Since most cases must be dealt with fairly quickly, what can be done to improve matters? The most promising reform would be to work out a third method, somewhere between an elaborate jury trial and the hustling of the guilty plea. This would be a simplified form of trial before a judge sitting without a jury, what lawyers call a “bench trial.” Such trials are possible in the United States, but they are restricted by the constitutional requirement of a jury trial for every offense, which carries a possible maximum of at least six months’ imprisonment. Of course the defendant can waive a jury, but many jurisdictions require that both the prosecutor and the court approve of this waiver. Most important, the accused has little incentive to waive a jury since he may have no firm expectation of a reduced sentence if he is found guilty in a bench trial.

Here the English system has advantages. In England many serious offenses, short of the gravest, are “triable either way.” This means that the defendant may elect to have his case tried by the magistrate in the lower criminal court. For the defendant, the strong inducement is that penalties in this court can amount to no more than twelve months in prison. For the state the justification of this practice is that most criminal cases are quickly dealt with, and only the most serious go to jury trial. Compared with typical American procedures this has two great merits. First, the charge is not bargained down, so that the true character of the offense remains visible. Second, the defendant, by choosing the lower court, does not have to plead guilty. He may elect to have a trial before the magistrate. Such trials sometimes last an hour and rarely last more than a day, but they give the opportunity for a genuine defense: indeed 8 percent of all defendants in the Magistrates’ Court, including those charged only with misdemeanors, elect to have a trial rather than plead guilty. By contrast, in many US city courts, fewer than 2 percent of those charged with felonies go to trial.

In this way English procedure offers three choices that make sense both jurisprudentially and economically.
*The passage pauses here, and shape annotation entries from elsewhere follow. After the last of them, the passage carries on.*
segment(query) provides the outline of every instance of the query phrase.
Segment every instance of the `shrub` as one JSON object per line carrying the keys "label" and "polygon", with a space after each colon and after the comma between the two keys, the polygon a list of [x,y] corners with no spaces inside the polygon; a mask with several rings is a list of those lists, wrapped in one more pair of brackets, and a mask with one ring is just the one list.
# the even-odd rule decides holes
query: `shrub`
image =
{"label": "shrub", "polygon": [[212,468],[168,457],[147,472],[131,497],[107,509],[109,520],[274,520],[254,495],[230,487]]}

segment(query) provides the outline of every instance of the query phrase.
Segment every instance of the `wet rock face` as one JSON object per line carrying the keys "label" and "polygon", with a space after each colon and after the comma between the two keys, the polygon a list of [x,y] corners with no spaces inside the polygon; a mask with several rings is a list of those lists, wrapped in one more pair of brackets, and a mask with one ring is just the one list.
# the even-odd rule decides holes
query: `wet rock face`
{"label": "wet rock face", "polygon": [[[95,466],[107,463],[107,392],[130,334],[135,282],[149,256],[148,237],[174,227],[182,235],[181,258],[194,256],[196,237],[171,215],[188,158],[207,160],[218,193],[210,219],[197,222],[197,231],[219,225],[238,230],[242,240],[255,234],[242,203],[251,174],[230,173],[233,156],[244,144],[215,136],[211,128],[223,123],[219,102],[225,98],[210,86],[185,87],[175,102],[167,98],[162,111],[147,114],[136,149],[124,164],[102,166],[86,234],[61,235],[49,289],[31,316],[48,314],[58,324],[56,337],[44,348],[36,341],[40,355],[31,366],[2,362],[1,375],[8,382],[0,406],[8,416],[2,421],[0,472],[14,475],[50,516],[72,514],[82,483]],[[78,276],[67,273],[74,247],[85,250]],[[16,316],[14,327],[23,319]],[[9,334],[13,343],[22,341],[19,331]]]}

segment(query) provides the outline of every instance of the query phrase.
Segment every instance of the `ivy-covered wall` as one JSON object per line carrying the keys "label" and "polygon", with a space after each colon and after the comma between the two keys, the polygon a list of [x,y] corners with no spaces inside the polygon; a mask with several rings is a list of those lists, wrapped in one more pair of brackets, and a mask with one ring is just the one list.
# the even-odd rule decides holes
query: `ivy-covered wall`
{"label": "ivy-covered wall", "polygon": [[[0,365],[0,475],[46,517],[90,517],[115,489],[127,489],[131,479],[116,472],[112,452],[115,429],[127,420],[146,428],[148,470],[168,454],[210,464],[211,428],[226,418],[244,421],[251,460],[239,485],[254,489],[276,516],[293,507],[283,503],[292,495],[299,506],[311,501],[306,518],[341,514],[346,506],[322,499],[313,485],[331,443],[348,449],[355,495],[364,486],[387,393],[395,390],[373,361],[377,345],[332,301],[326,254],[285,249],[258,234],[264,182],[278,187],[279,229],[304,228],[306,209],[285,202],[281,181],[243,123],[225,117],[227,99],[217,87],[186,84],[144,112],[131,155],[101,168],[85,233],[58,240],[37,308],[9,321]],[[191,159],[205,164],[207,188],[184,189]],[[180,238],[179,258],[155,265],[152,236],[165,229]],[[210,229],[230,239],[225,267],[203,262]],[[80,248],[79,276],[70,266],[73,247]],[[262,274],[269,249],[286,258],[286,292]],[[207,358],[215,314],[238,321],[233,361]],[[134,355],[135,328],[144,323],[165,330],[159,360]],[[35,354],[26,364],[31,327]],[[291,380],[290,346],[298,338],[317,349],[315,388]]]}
Jury trial is elaborate and expensive; a bench trial is quicker, less risky for the defendant, and moderately priced for all; while the inexpensive guilty plea is much less often obtained through a deal that demeans the law. Some American jurisdictions come close to this system4 but the emphasis on plea bargaining as opposed to a jury trial remains the dominant American practice. Revising the system of penalties and sentencing could avoid constitutional difficulties and provide an incentive to elect relatively informal bench trials.

Some English institutional arrangements are thus clearly worth detailed comparative study, but the message of Graham’s book, that we should concentrate on imitating English jury trials, seems strangely perverse. It is true that the increasing emphasis on the Bill of Rights in criminal cases since the 1960s has irritated the public, and some lawyers, by making the criminal process seem interminable. But a drawn-out contest takes place in very few cases and usually only when vital interests or issues are at stake. Seemingly endless motions and appeals may invite derision, yet the system that permits them can be admired for its refusal to close the books when plausible questions of fact or fairness can still be raised. This is dramatically so in cases of capital punishment.

Such labors, in which lawyers stubbornly contend with the awful complexities of trying to do justice, are far preferable to the calm and dispatch that are made possible only by the dark underside of the English system—its expansive ideas of police power, its stunted concepts of the rights of the accused, and the deadening presence of an intellectually impoverished judiciary, supinely deferential to the executive.